# Upgrade from 11.1 to 11.2



## ebike (Sep 18, 2018)

Hi Guys,

Some advice please ..
Just about to upgrade from 11.1 train to 11.2 on a headless server. Is there any gotcha's I should worry about apart from those on the release notes etc ..?
I have done the latest updates to 11.1 ..

I have several iocage jails created in a shell and one of the older style jails that I havn't migrated yet ...  should I migrate that before or after the upgrade?
I only have one VM ...

Cheers,


----------



## SirDice (Sep 19, 2018)

ebike said:


> Is there any gotcha's I should worry about apart from those on the release notes etc ..?


Nope, it should be fairly painless.
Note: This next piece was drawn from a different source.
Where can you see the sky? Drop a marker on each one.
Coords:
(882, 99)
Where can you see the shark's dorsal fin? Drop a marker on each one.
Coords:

I've done it a couple of dozen times now.


----------



## gkontos (Sep 19, 2018)

I have noticed a strange thing. I did a few 11.1 --> 11.2 upgrades on ZFS storages with geli encrypted disks. After booting to 11.2-RELEASE attaching the disks and importing the Pool, the system started a resilver. However, no errors were reported....


----------



## ebike (Sep 19, 2018)

So, why did you have to import the disks for the upgrade? Did you do the upgrade with the GUI or a new USB stick ...


----------



## gkontos (Sep 20, 2018)

ebike said:


> So, why did you have to import the disks for the upgrade? Did you do the upgrade with the GUI or a new USB stick ...



GELI encrypted disks need to attached first before importing the pool.


----------